I say we are doubly indebted to Doctor Gill for bringing his very important observations in condensed form before us at this time, and I think the congress is with me heartily in saying this.

Dr. HUGH M. SMITH (Washington, D. C.). I do not intend to attempt to express my obligation to Doctor Gill for all the encouragement he has given to me and to numerous others with whom I am acquainted, because it would take all the remainder of the session to do that. I simply rise to confirm the statement that Doctor Gill made in regard to oral incubation in certain little fishes, of which I have recently caught a great many in the Philippines. Only a few months ago, while engaged in collecting on a coral reef in the southern part of the Philippine Archepelago, we exploded half a stick of dynamite, and as a result of that one discharge we actually collected 800 specimens, representing nine species of the genus Apogon, or Amia , as it is now called; and, as far as I was able to see at the time, in each of these species the male fishes had their mouths crammed with eggs. [Applause.]

Dr. TARLETON H. BEAN (New York). Just a word with reference to the remarks of Professor Prince concerning the toadfish of the west coast. Professor Prince doubtless is aware, and, I dare say, it has been brought out at this conference, that the reason for the attachment of the young toadfish, Opsanus, or Porichthys, as the case may be, is the presence of a ventral disk which is similar to the ventral disk of the lump-fishes, but which disappears, in Opsanus at least, after the fish has reached the length of about three-quarters of an inch. I have often collected the little fellows, and have been extremely interested in observing how it was that they remained attached, not only to their place of shelter, but to the place at which they derive their first supply of food. [Applause.]

THE ACTING CHAIRMAN (Doctor Gill). Are there any further remarks? If there are no further remarks, I beg to thank the president and the gentlemen for their kindly expressions.

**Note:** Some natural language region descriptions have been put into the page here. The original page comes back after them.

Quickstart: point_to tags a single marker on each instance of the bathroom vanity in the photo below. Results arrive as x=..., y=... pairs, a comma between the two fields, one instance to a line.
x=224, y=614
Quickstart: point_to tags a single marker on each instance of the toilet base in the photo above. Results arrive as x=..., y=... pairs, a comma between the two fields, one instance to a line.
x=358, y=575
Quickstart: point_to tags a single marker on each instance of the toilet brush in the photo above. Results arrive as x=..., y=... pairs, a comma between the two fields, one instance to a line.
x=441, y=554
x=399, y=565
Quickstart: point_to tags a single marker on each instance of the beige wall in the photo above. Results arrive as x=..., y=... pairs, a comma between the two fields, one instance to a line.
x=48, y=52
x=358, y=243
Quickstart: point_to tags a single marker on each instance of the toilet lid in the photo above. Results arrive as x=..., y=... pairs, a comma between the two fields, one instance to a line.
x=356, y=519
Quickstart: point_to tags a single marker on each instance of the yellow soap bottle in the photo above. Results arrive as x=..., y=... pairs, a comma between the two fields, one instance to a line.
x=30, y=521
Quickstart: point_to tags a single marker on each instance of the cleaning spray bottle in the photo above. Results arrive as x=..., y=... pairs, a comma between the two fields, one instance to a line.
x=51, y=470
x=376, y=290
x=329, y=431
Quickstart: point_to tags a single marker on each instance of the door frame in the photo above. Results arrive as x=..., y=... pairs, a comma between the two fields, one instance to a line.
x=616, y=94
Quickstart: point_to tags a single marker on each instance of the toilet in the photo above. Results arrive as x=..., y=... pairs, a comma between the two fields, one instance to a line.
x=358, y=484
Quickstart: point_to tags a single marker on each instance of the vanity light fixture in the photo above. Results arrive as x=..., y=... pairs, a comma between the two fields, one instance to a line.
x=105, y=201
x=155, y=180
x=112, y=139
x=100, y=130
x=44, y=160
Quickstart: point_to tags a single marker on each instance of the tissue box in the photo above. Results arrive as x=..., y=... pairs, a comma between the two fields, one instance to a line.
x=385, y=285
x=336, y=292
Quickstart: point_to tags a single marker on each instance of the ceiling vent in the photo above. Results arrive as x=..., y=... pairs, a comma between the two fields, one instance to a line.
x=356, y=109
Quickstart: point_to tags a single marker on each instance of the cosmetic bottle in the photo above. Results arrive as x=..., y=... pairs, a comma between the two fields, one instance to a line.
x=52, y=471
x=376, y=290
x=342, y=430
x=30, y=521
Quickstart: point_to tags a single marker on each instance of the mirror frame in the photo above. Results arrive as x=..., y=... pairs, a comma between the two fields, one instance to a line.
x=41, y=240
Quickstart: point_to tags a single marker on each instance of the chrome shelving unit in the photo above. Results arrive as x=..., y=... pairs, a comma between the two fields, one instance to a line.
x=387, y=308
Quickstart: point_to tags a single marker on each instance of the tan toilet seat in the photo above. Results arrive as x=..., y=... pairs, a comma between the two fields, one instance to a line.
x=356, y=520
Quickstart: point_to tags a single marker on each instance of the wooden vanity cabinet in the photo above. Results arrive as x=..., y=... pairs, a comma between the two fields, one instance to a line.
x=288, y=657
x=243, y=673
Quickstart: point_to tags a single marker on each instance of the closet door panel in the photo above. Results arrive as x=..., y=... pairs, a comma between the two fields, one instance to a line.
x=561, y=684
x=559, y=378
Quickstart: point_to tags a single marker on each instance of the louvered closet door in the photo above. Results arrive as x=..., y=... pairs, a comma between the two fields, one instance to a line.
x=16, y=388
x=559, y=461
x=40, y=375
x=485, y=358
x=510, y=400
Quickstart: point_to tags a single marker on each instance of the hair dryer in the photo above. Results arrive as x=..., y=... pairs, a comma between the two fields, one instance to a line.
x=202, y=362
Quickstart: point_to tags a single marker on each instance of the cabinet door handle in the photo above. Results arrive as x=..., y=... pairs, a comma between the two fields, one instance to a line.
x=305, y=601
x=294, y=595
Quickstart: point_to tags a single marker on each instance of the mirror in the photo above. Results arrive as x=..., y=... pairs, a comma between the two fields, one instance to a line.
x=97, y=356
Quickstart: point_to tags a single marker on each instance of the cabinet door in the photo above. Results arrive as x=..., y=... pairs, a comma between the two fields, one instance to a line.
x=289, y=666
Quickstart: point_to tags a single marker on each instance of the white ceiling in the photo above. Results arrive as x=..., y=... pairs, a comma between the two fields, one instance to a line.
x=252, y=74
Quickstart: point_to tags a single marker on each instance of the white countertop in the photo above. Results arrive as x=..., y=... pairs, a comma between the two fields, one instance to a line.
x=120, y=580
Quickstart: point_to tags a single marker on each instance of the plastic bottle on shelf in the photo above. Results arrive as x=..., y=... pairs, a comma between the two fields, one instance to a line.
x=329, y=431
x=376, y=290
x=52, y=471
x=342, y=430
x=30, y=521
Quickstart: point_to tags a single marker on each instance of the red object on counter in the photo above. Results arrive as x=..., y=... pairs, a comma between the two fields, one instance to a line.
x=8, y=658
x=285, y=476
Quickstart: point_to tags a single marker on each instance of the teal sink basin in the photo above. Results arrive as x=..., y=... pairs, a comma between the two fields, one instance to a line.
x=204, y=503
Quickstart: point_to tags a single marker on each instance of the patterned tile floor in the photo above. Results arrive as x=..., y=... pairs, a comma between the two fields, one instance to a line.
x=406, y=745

But a few words with reference to the subject at issue. I was very glad to hear Professor Prince make his remarks about the toadfish of Pacific waters, for it tallies very well with the habits of the species of our eastern coast (Opsanus). The species, however different externally, are rather closely related; that is, they belong to the same subfamily but to very different genera; and Professor Prince is the first one who has given the details respecting the species of the west coast (Porichthys). The habits of our eastern species have been long known. They were described more than a quarter of a century ago by Doctor Ryder, who gave illustrations of the adhesion of the eggs to blocks of wood, and also maintained that the young were attached in the same way during the early condition of life.